Это произошло десять часов назад, и все это время мозг Харри судорожно искал ответ, альтернативный единственному имевшемуся у него объяснению. Харри метался туда-сюда, как крыса в трюме тонущего корабля, натыкаясь лишь на запертые двери и попадая в тупики, а вода поднималась все выше и выше. И половинка сердца билась все сильнее и сильнее, как будто чувствовала приближение катастрофы. Знала, что ей надо торопиться, чтобы успеть израсходовать те два миллиарда ударов, которые совершает на протяжении жизни сердце среднестатистического человека. Потому что Харри проснулся. Проснулся и теперь должен умереть.
Сегодня утром, после сеанса гипноза, но перед тем, как поехать к Рингдалу, Харри позвонил в квартиру этажом ниже. Гюле, отработавший вечернюю смену в трамвайном парке, вышел к нему в трусах, но даже если он и решил, что сосед явился слишком рано, то никак этого не показал. Гюле не жил в доме в то время, когда у Харри была своя квартира на третьем этаже, поэтому прежде они не были знакомы. На носу у Гюле сидели круглые очки в стальной оправе, пережившие, вероятно, семидесятые, восьмидесятые и девяностые и достигшие таким образом статуса ретро. Несколько беспорядочно болтавшихся длинных волосин не позволяли назвать его голову гладко выбритой. Говорил он высоким голосом, лишенным всяческих интонаций, как навигатор GPS. Гюле подтвердил все, что рассказал полиции и что было записано в протоколе. А именно: он пришел с работы домой без пятнадцати одиннадцать вечера и по дороге встретил Бьёрна Хольма, который спускался по лестнице, после того как донес Харри до кровати. До тех пор пока Гюле не лег спать в три часа ночи, он не слышал из его квартиры ни звука.

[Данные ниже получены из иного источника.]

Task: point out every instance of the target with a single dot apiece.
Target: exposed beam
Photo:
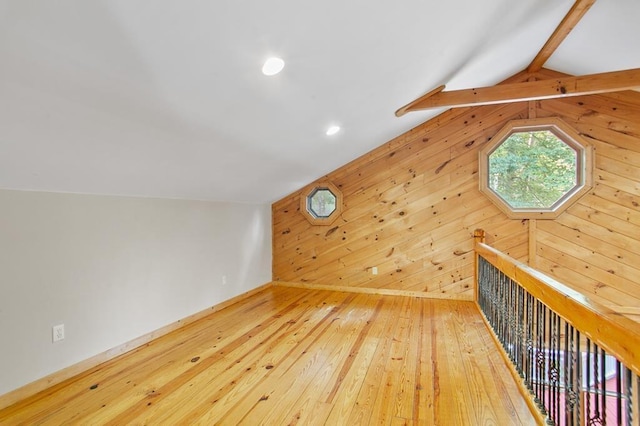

– А что вы делали той ночью? – поинтересовался Харри.
– Смотрел «Бродчёрч», – ответил Гюле. И добавил, не увидев на лице собеседника никакой реакции: – Это британский сериал. Детективный.
– Хм… Вы часто смотрите сериалы по ночам?
– Да, довольно часто. Мой ритм жизни отличается от ритма других. Я работаю допоздна и люблю, вернувшись домой, посмотреть сериал.
– Вам нравится водить трамвай?
– Да. Но в три я всегда ложусь. А встаю в одиннадцать. Нельзя ведь совсем выпадать из жизни общества.
– Если здесь такая хорошая слышимость, как вы утверждаете, и вы смотрите по ночам сериалы, как могло случиться, что я, живя прямо над вами и проходя иногда по лестнице поздно вечером, никогда не слышал никаких звуков из вашей квартиры?
– Потому что я думаю о других и пользуюсь наушниками.
Прошло несколько секунд, прежде чем Гюле спросил:
– Что-то не так?
– Скажите мне, – произнес Харри, – как вы можете с уверенностью утверждать, что услышали бы, как я выхожу из квартиры, если у вас на голове были наушники?
– Я смотрел «Бродчёрч», – пояснил Гюле. И, вспомнив, что его сосед с этим сериалом не знаком, добавил: – Он не очень шумный, так сказать.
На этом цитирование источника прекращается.